Abstract
Type 2 diabetes (T2D) involves progressive loss of functional β-cell mass. In a zebrafish insulin-resistant model (zMIR), overnutrition triggers islet inflammation and nocturnal β-cell death. The cell death is prevented by the cyclophilin D (Ppid) inhibitor, cyclosporin A (CsA).

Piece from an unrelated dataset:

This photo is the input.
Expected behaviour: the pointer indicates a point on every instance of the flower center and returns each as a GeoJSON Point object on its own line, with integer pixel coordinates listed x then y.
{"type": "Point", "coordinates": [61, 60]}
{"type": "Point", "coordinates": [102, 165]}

Reducing mitochondrial ROS with mito-TEMPO or mitochondrial calcium with Ru360 protects β cells, further implicating the mitochondrial permeability transition pore (mPTP) in β-cell loss. The timing of β-cell death coincides with lower mitochondrial antioxidant gene expression, indicating nocturnal mitochondrial vulnerability. Global ppid−/− preserves β-cell mass without altering islet inflammation or macrophage recruitment. Conversely, β-cell-specific PPID re-expression restores—and exacerbates—β-cell loss, which remains CsA-sensitive. These findings identify Ppid as a β-cell-intrinsic mediator of overnutrition-induced β-cell loss.
New & Noteworthy:
This study provides the first evidence that Ppid-mediated opening of the mPTP is necessary for overnutrition-induced β-cell death in zebrafish. Pharmacological inhibition of mPTP opening protected β cells. Global knockout of ppid prevented β-cell loss, which was reversed by transgenic PPID re-expression in the β cells. The time of β-cell death coincides with lower antioxidant gene expression at night. Thus, relieving mitochondrial stress at night may preserve β cells.
Graphical Abstract

Introduction
Type 2 diabetes (T2D) affects over 500 million people worldwide (1). Alarmingly, T2D diagnosis in adolescents has significantly increased over the past two decades, driven in part by obesity and sedentary behavior (2,3). Unfortunately, T2D in adolescents is associated with a higher risk and earlier onset of chronic diseases, including hypertension, nephropathy, cardiovascular disease, and non-alcoholic fatty liver disease (4). Elucidating the mechanisms leading to T2D pathogenesis in adolescents is essential to prevent or delay this debilitating chronic disease for future generations.
A hallmark of T2D pathogenesis is the progressive loss of functional β-cell mass, which impairs insulin secretion and glucose homeostasis (5,6). Insulin resistance from obesity and puberty increases β-cell workload, driving compensatory insulin secretion (7–9). The heightened demand triggers stress in the endoplasmic reticulum (ER), where immature insulin undergoes a series of post-translational modifications (10,11). The amplified workload also elevates oxidative stress within β cells (12,13). When the adaptive capacity of β cells exceeded, dysfunction and death ensue, leading to diabetes (14,15).
To investigate mechanisms of T2D pathogenesis, we developed a zebrafish muscle-specific insulin resistance (zMIR) model (16). Insulin resistance arises from transgenic expression of a dominant-negative IGF-1 receptor in skeletal muscle (17). Under normal feeding, zMIR fish display increased β-cell mass in the first 6 months, followed by a gradual mass decline and impaired glucose tolerance (16). However When challenged with a high-fat diet, zMIR larvae undergo rapid compensation and decompensation, with significant β-cell loss after 3 days of overnutrition (18). This accelerated disease progression in a short developmental window may model aspects of adolescent T2D, where puberty-induced insulin resistance accelerates β-cell failure (2,3,16). Although the model aligns with features of adolescent metabolic stress, further comparative studies are needed to fully establish its translational relevance.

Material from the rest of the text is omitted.